“No I don’t want to battle from beginning to end, I don’t want to cycle or recycle revenge, I don’t want to follow death and all of his friends.” – Coldplay
Creston Davis, in his introduction to The Monstrosity of Christ, uses the above subtitle. The Monstrosity of Christ recounts a debate between Slavoj Žižek and John Milbank. Holy Saturday and Resurrection Sunday is also focal question of the 5th article of the Apostles’ Creed. What happened to Jesus after his death? The creed frames these two events in one movement. Nobody should read descend without resurrection. However, for the moment, we’ll side with Holy Saturday for a few reasons.
First, I assumed in the original post that my interlocutors would focus more on the Resurrection Sunday. Second, I rather like Saturday’s silent, hidden uncertainty. Also, Saturday seems more like the limbo of the post-axial world we inherited. I think Holy Saturday speaks better of the deadlocks faced today. Besides, I like Coldplay’s Death and All His Friends.
But before dancing with death and selling goods to the devil a quick theo-historical comment.
Bad Spelling Will be the Death of Us: Inferna vs Inferos
As a friend often point out, I’m not the best speller. Sometimes I blame English being my second language. Other times I think it’s the laziness of not bothering to reread. Whatever the reason, to spelling and grammar errors are not modern phenomena by any means.
When dancing with death, though, you should be sure to have your spell checker nearby. Somewhere in the Fourth century CE, (a) scribe(s) copying the Apostles’ Creed made a minor mistake with major consequences. Some manuscripts used inferna meaning “hell” and others inferos meaning “lower world”. These two words, also, created an interpretive split of the fifth article over the ages. Some preferred inferna, like Luther and the Reformers, focussing on Jesus’ destruction of hell. Others, like Irenaeus and Tertullian, preferred inferos. Their focus was on Jesus’ descent into the underworld.
Of course, such interpretations fit with larger theological drives. Tertullian and Irenaeus felt compelled to explain how Jesus could save the faithful who had already dead. While Luther and the Reformers took the first steps to release us from the fear of supernatural forces. Of course, there were those, like Aquinas, who uses both inferna and inferos. For Aquinas the former was a reminder of the sacrament of the living, the Eucharist, which protects humans from hell. The latter was the sacrament for the dead; i.e., Jesus’ infinite mercy stretching even into death. Okay, enough Latin, it will be the death of me. Back to Coldplay.
Death and All His Friends
Coldplay uses Delacroix’s Liberty Leading the People as cover for the standard edition of their album Viva la Vida or Death and All of His Friends. What Coldplay wants to communicate is unclear. The blurring of everyday life and carnival excess are typical of the anthem-rock genre. Indeed, such blurring is fundamental to many a pop-genre. Often the message is: you can have it all, and all the time. Such promises are patent contradictions supported by the liturgies of advertising. Inculcated into the broader culture this contradiction begets constant unrequited longing turning into numbness.

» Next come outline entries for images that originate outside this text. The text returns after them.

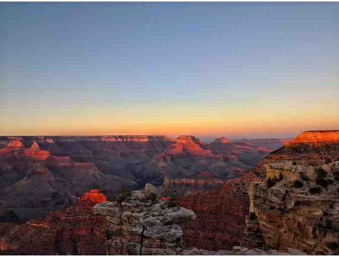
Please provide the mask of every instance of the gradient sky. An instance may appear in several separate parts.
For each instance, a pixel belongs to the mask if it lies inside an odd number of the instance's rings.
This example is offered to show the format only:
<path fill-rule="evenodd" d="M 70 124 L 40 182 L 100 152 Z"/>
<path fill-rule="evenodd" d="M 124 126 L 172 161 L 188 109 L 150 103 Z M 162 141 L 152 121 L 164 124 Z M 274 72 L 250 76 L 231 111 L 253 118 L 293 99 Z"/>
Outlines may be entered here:
<path fill-rule="evenodd" d="M 0 135 L 339 128 L 339 3 L 0 3 Z"/>

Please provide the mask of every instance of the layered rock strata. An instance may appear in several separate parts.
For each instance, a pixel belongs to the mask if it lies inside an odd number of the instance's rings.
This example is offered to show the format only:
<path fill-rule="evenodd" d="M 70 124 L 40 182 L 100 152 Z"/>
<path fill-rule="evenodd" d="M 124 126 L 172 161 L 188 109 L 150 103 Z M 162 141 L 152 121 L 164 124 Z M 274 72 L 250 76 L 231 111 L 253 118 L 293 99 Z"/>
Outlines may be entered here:
<path fill-rule="evenodd" d="M 169 203 L 168 201 L 152 202 L 143 190 L 132 192 L 121 203 L 97 204 L 93 212 L 107 218 L 107 253 L 179 254 L 184 244 L 182 230 L 177 224 L 194 220 L 195 215 Z"/>

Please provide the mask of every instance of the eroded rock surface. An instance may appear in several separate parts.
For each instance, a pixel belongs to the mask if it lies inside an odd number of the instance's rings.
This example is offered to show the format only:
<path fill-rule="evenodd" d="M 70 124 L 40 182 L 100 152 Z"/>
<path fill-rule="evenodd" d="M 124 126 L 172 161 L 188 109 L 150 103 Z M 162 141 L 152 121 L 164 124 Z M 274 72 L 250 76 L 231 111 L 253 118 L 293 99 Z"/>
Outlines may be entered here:
<path fill-rule="evenodd" d="M 152 202 L 146 192 L 134 191 L 122 203 L 99 203 L 93 208 L 94 213 L 107 218 L 107 254 L 174 255 L 182 250 L 183 231 L 178 224 L 195 219 L 195 214 L 168 201 Z"/>

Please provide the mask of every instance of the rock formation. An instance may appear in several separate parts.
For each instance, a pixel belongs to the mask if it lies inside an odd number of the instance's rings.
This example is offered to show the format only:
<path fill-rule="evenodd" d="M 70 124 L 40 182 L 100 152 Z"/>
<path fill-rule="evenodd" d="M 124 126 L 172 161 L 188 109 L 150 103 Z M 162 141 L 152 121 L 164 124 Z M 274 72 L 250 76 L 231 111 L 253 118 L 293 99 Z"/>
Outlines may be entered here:
<path fill-rule="evenodd" d="M 163 195 L 175 192 L 178 196 L 189 196 L 220 187 L 224 183 L 215 174 L 205 170 L 189 177 L 165 177 L 161 190 Z"/>
<path fill-rule="evenodd" d="M 49 156 L 49 152 L 40 150 L 38 143 L 34 142 L 30 148 L 25 151 L 25 155 L 37 160 L 45 160 Z"/>
<path fill-rule="evenodd" d="M 160 186 L 165 177 L 179 195 L 200 192 L 241 175 L 264 156 L 253 146 L 220 145 L 193 136 L 0 137 L 0 215 L 13 208 L 21 220 L 36 218 L 91 188 L 110 197 L 120 185 Z M 204 170 L 210 176 L 201 176 Z"/>
<path fill-rule="evenodd" d="M 305 131 L 296 137 L 293 140 L 287 141 L 285 145 L 306 144 L 310 145 L 325 145 L 339 142 L 339 130 Z"/>
<path fill-rule="evenodd" d="M 175 255 L 182 250 L 183 232 L 177 224 L 194 220 L 195 215 L 168 201 L 152 202 L 147 197 L 151 185 L 132 192 L 122 203 L 105 202 L 93 208 L 107 218 L 107 254 Z"/>
<path fill-rule="evenodd" d="M 246 179 L 230 179 L 220 189 L 178 198 L 180 205 L 197 215 L 182 227 L 188 247 L 217 251 L 241 244 L 249 208 Z"/>
<path fill-rule="evenodd" d="M 254 169 L 244 245 L 339 252 L 337 133 L 303 133 Z"/>
<path fill-rule="evenodd" d="M 80 202 L 64 210 L 50 212 L 39 220 L 0 226 L 0 233 L 4 233 L 0 238 L 2 254 L 105 254 L 106 219 L 93 214 L 95 204 Z"/>
<path fill-rule="evenodd" d="M 84 194 L 81 197 L 78 199 L 79 202 L 84 201 L 88 201 L 93 203 L 100 203 L 101 202 L 106 202 L 107 199 L 104 195 L 100 192 L 100 190 L 97 189 L 92 189 L 89 191 Z"/>

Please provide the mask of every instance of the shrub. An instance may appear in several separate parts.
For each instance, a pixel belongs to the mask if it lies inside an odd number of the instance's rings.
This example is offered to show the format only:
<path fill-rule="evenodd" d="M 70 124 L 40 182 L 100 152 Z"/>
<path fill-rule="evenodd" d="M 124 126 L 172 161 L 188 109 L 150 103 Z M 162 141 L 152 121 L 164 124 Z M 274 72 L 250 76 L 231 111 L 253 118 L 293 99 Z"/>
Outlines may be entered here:
<path fill-rule="evenodd" d="M 111 230 L 108 230 L 107 229 L 105 231 L 105 235 L 106 236 L 106 238 L 107 239 L 110 239 L 114 235 L 114 232 Z"/>
<path fill-rule="evenodd" d="M 327 187 L 327 180 L 324 178 L 327 176 L 327 172 L 322 167 L 320 167 L 316 169 L 317 177 L 315 178 L 315 183 L 321 185 L 323 187 Z"/>
<path fill-rule="evenodd" d="M 274 179 L 271 178 L 270 177 L 268 178 L 266 181 L 266 183 L 267 185 L 267 187 L 270 188 L 275 184 L 275 181 Z"/>
<path fill-rule="evenodd" d="M 327 228 L 332 228 L 332 222 L 327 220 L 326 221 L 326 227 Z"/>
<path fill-rule="evenodd" d="M 269 188 L 272 187 L 272 186 L 274 186 L 275 183 L 277 182 L 279 182 L 279 181 L 281 181 L 284 179 L 284 176 L 282 176 L 282 174 L 280 172 L 279 174 L 279 177 L 274 177 L 274 178 L 268 178 L 267 180 L 266 181 L 266 183 L 267 185 L 267 187 Z"/>
<path fill-rule="evenodd" d="M 313 186 L 310 188 L 309 191 L 312 195 L 320 194 L 321 192 L 321 188 L 319 186 Z"/>
<path fill-rule="evenodd" d="M 131 192 L 126 185 L 120 185 L 118 187 L 117 192 L 114 195 L 114 199 L 116 201 L 121 203 L 131 196 Z"/>
<path fill-rule="evenodd" d="M 178 206 L 177 198 L 176 197 L 171 197 L 168 201 L 168 207 L 176 207 Z"/>
<path fill-rule="evenodd" d="M 304 183 L 301 182 L 300 180 L 298 180 L 297 179 L 296 180 L 295 180 L 295 181 L 293 182 L 293 185 L 295 187 L 300 188 L 302 187 L 304 185 Z"/>
<path fill-rule="evenodd" d="M 309 177 L 307 176 L 307 175 L 306 175 L 303 172 L 300 173 L 300 177 L 301 178 L 302 180 L 304 181 L 305 182 L 307 182 L 308 181 L 311 181 L 311 179 L 310 179 Z"/>
<path fill-rule="evenodd" d="M 332 162 L 332 161 L 330 159 L 329 159 L 329 158 L 326 158 L 326 160 L 325 160 L 325 163 L 328 164 L 328 163 L 330 163 L 331 162 Z"/>
<path fill-rule="evenodd" d="M 257 218 L 257 216 L 255 213 L 251 212 L 251 215 L 250 215 L 250 219 L 251 220 L 255 220 Z"/>
<path fill-rule="evenodd" d="M 334 182 L 334 180 L 333 180 L 333 179 L 331 179 L 330 178 L 328 178 L 328 179 L 327 179 L 327 183 L 328 183 L 329 185 L 331 185 L 331 184 L 333 184 Z"/>
<path fill-rule="evenodd" d="M 150 193 L 149 194 L 149 196 L 148 197 L 149 199 L 152 200 L 152 202 L 154 202 L 156 200 L 156 195 L 155 195 L 154 193 Z"/>
<path fill-rule="evenodd" d="M 318 174 L 318 176 L 319 177 L 323 178 L 327 176 L 327 172 L 322 168 L 322 167 L 319 167 L 317 169 L 316 169 L 316 171 Z"/>
<path fill-rule="evenodd" d="M 329 242 L 326 244 L 327 247 L 332 251 L 339 247 L 339 244 L 336 242 Z"/>

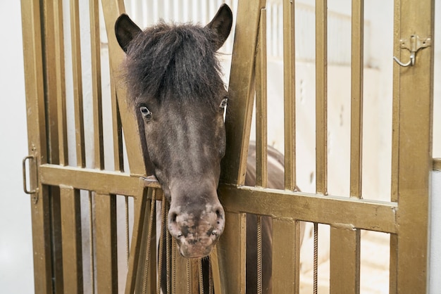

A numbness which deadens. It seems we are waiting for resurrection and hoping for revolution. No renewal can come, however, before descending into inferos to save dead, lost thoughts. Curtailing the recycling of revenge means showing inferna as powerless, already destroyed. Those who cry the wolf of revolutionary resurrection should heed the following warning. Salvation begins by facing your fetishized desire for resurrection without going through the dead. The only way to resurrection is dancing the dead out of death.